The Adani Group’s ravenous thirst for debt has been exploited by international investment banks. Currently, their client is charged with committing “the biggest fraud in business history.”
After the Adani Group successfully acquired a cement company from Swiss company Holcim for $10.5 billion last summer, Gautam Adani, the conglomerate’s founder and the fifth-richest man in the world at the time, showed off to the Economic Times that his “relationship banks” — Barclays, Deutsche Bank, and Standard Chartered Bank — had “fully funded” the transaction.
Following the release of the explosive 32,000-word study from short-seller Hindenburg Research, which asserts that the Adani Group and its headliners have been involved in a years-long fraud and stock market manipulation scheme, such connections may come under strain. (The Adani Group claims it is assessing legal action against the acquisition business but denies any wrongdoing.)
As per the financial market data source Refinitiv, six distinct Adani Group firms raised roughly $10 billion between 2015 and 2021 through the sale of US dollar-denominated bonds that were backed by US and European investment banks. 14 of these 18 bond issuances—or a total of 18—took place in May 2019 and September 2021. Half of the debt was raised by one of these businesses, Adani Ports & Special Economic Zone, which benefits from its favorable status.
The debt issued in rupees and other currencies by the Adani Group is not included in these numbers. As of March 2022, the conglomerate has over $27 billion in unpaid liabilities. About 40% of the debt that Adani companies issued between 2020 and 2022 was financed by the State Bank of India.

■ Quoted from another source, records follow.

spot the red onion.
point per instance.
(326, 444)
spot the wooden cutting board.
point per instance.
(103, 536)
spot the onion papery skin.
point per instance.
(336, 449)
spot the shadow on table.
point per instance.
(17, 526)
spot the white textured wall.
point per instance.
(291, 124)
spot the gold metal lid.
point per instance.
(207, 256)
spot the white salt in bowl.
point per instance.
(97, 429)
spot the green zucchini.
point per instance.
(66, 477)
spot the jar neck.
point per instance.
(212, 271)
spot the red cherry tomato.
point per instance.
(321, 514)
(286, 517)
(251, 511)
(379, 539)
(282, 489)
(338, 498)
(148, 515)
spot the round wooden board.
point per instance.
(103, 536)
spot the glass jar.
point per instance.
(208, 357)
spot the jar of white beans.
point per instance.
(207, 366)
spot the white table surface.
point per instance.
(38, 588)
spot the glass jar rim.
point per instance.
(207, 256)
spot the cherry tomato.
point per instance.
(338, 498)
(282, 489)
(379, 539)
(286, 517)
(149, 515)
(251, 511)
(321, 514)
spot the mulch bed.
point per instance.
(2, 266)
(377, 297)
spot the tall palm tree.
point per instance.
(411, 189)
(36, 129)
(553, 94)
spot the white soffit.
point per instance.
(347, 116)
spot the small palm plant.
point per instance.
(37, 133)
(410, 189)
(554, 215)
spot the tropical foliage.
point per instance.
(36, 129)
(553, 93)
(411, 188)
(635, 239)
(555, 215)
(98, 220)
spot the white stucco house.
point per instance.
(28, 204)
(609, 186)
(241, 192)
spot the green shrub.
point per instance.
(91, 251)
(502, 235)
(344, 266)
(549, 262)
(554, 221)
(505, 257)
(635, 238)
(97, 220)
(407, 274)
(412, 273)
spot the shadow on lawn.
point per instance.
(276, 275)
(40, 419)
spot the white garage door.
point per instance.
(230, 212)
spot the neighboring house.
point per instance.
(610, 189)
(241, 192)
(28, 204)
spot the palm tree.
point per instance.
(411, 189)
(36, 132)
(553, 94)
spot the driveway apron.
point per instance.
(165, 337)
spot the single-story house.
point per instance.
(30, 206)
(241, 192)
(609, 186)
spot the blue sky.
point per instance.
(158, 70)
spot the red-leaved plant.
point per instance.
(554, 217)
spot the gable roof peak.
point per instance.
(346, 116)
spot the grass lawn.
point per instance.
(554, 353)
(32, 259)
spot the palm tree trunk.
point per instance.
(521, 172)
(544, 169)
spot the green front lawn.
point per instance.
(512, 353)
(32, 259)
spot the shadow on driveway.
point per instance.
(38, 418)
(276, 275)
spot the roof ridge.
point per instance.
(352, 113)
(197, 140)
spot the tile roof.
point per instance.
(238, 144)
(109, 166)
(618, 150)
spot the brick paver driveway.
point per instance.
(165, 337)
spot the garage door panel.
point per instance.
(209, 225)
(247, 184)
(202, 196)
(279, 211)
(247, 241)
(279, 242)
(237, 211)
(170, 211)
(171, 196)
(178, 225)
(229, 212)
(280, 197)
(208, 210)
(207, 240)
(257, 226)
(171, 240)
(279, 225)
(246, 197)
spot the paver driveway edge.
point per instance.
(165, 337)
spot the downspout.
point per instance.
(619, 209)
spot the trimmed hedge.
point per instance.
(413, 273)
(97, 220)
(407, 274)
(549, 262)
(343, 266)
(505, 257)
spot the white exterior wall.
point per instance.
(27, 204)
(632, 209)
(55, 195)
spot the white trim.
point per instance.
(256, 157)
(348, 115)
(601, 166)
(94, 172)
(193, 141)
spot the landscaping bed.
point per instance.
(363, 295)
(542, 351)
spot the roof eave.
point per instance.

The core of Hindenburg Research’s charges of fraud is leverage. According to Hindenburg, the Adani Group corporations and Adani-owned offshore shell companies lend money to one another to launder money and falsify their financial records. Hindenburg focused on several loans between Adani entities, including a $253 million loan from a Mauritius-based shell company to a confidential Adani-owned commodity, which then lent approx $138 million to Adani Enterprises, a publicly exchanged company. This loan appears to be controlled by Gautam Adani’s brother, Vinod Adani. Another case included the mysterious $1 billion loan to Mahan Energen, an affiliate of Adani Power, by Arising Market Investment DMCC, a company situated in the United Arab Emirates with hardly any web presence.
According to Pablo Brait, a campaigner with the Australian environmental finance group Market Forces, “Adani’s involvement in enormous new thermal coal mines in the profoundness of the climate problem hasn’t been enough to convince some major banks, such as Deutsche Bank, Standard Chartered, and Barclays to cut ties.” Hopefully, these serious claims will cause all banks to finally see the dangers of financing Adani.
How Adani will be in the coming months is yet unknown. Regarding their connections to the Adani Group, Barclays, Deutsche Bank, JP Morgan, and Bank of America all refused to comment. Due to client confidentiality, Standard Chartered Bank stated that it does not discuss client relationships. Furthermore, Credit Suisse was still silent at the time of the journal.